There's definitely some segregation beyond class, in my area at least. I think it's mostly driven by recent immigrants tending to stick together. Many of those recent immigrants are middle class or wealthy, but they still prefer to stick together rather than spread out. So middle class Chinese immigrants move to Arcadia, Temple City, or Alhambra rather than Pasadena or Sierra Madre. Rich Chinese immigrants move to San Marino rather than Beverly Hills.

There's a lot of rich whites, but by the same token there's a lot of poor whites compared to minorities, simply going by sheer numbers.

Integrated poor neighborhoods aren't very easy to find though. I mean, even in relatively well integrated cities, that's not something you typically find.

Thismight be of interest

What I find irritating is that, while they presumably have the right number of dots per census block for each ethnic group, within a given census block the dots appear to be scattered randomly. How else to explain the appearance of dots spread across areas which are unpopulated range land and/or regional parks? Both simply have no residents. It may not matter for small urban census blocks; but for larger (geographically) rural blocks, it can be rather misleading at first.

I think that's just a problem with the resolution of the original data combined with the zoom level. They move to a county-level view when you zoom out and then scatter dots randomly; or when they have large divisions then they scatter them randomly even when zoomed in.

lj, interesting & promising. Here in Oakland I think there are promising signs, partly as a result of not-quite-so-rich whites being priced out of San Francisco entirely. As usual the process is all about Stuff White People Like, but since one of those things is "better public schools" and another is "much less crime", and they have more social capital to help make those things happen, it's still good. Unfortunately the subprime boom & bust pretty much obliterated the housing market in the low-end.

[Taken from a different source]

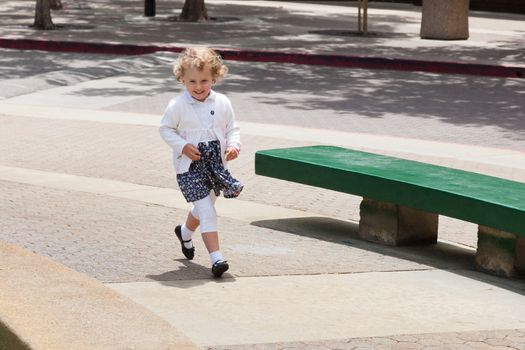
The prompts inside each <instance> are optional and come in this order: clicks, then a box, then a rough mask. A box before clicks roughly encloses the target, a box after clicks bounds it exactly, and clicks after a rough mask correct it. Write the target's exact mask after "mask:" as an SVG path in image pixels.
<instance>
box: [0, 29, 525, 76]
mask: <svg viewBox="0 0 525 350" xmlns="http://www.w3.org/2000/svg"><path fill="white" fill-rule="evenodd" d="M0 47H1V48H6V49H16V50H41V51H52V52H77V53H93V54H109V55H143V54H150V53H154V52H159V51H167V52H176V53H178V52H181V51H182V50H183V47H177V46H158V45H131V44H110V43H88V42H75V41H51V40H33V39H8V38H0ZM217 51H218V52H219V53H220V54H221V56H222V57H223V59H225V60H232V61H247V62H278V63H294V64H305V65H321V66H329V67H345V68H362V69H383V70H397V71H417V72H428V73H437V74H462V75H476V76H487V77H499V78H525V67H519V66H503V65H488V64H478V63H467V62H443V61H425V60H413V59H403V58H386V57H374V56H349V55H326V54H309V53H291V52H277V51H256V50H234V49H217Z"/></svg>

The only good news is that houses at the low-end are now relatively cheap again.


I assume the database is organized by census tract. There is no data on the distribution of the population within the tract. Other than entering the entire census into the database (including addresses), I am not sure that would be possible to do.

Well, I would think that the census tracks could be defined so that they simply did not include areas where the population is necessarily zero. (But maybe this cold I'm fighting is just making me grumpy.)

Well, I would think that the census tracks could be defined so that they simply did not include areas where the population is necessarily zero.

Overlay satellite photos and randomly cram the dots only into places where there are buildings. I can't view the mapping tool at work, so my suggestion might be silly for reasons that aren't apparent to me.

I always knew Chicago was generally incredibly segregated, but it is shocking how much so in that granular level. I've looked at the other cities I've lived in, and most of the segregation could be ascribed to income level, but in Chicago it looks purely racial.

i love that map thingy.

if i look around my area of NC, things remain pretty much around 75% white, 10% black, the rest hispanic and asian. but if i slide west on NC 64, things stay that way until i reach the little burgh of "Siler City" (pop 7000). that place, for some reason, is 50% hispanic.

why? Wiki says it's due to "illegal immigration". but why Siler City? are illegal immigrants attracted to Aunt Bee's burial place.

fun stuff.

Funny: in Florida, there are many lakes. There are many lakes within a mile of my house. Every single one of those lakes has several dots on it; some have as many as 50.

Some of the census tracts are more than 50% water, in terms of area.